Latency, load, and the craft of making fast feel stable

There is a useful distinction between low latency and stable latency. Low latency can be a benchmark artifact. Stable latency is a property of the system under variation. It accounts for queue behavior, cache misses, dependency slowdown, and the cost of state transitions that only appear under pressure.

In high-concurrency paths, response time is often shaped less by raw compute and more by contention management. If too many requests compete for the same inventory state, the question stops being “How fast is the endpoint?” and becomes “Where is this system allowed to say not yet?”

Latency is a systems property

I tend to think about latency as the visible surface of a deeper behavior model:

Concurrency control decides whether work proceeds, waits, or fails.
Queues decide how burst traffic is absorbed or deferred.
Caches decide whether repeated requests hit memory, storage, or coordination cost.

Once you look at the system this way, latency optimization becomes less about shaving milliseconds in isolation and more about shaping how the system behaves when demand stops being smooth.

Stable feels faster than fast

Users experience consistency before they experience theoretical peak performance.
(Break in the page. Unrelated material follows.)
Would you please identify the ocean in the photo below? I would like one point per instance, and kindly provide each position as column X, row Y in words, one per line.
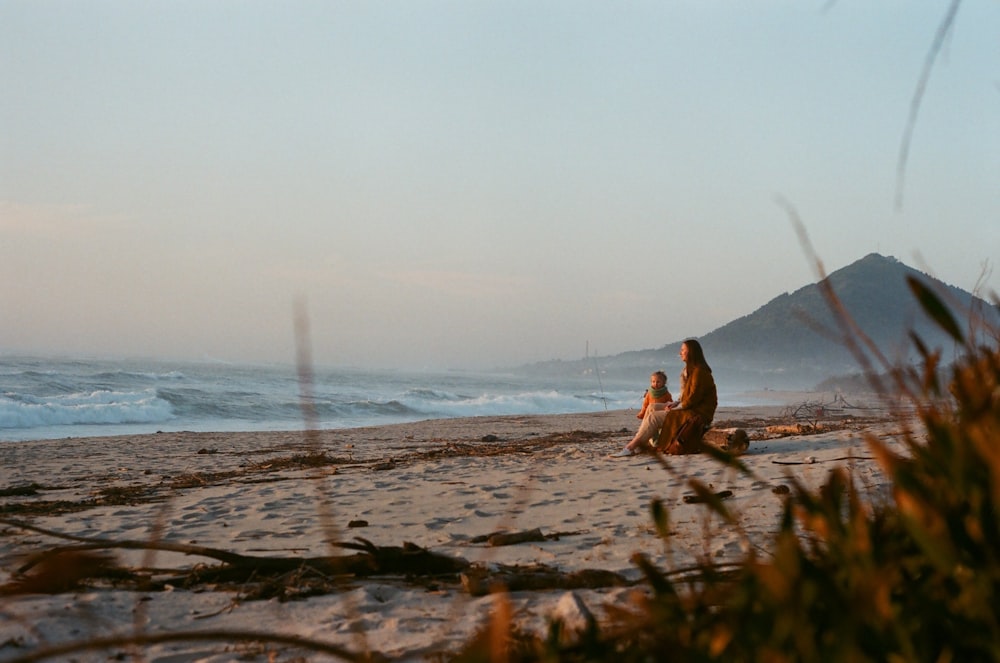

A system that responds in 50ms most of the time and then collapses unpredictably at peak traffic does not feel fast. It feels unreliable. A system that stays within an expected response envelope, even while shedding or sequencing work, feels much better in practice.

That is why I care about pressure paths as much as happy paths. Good performance work is not just about speed. It is about preserving confidence in how the system behaves when the load is real.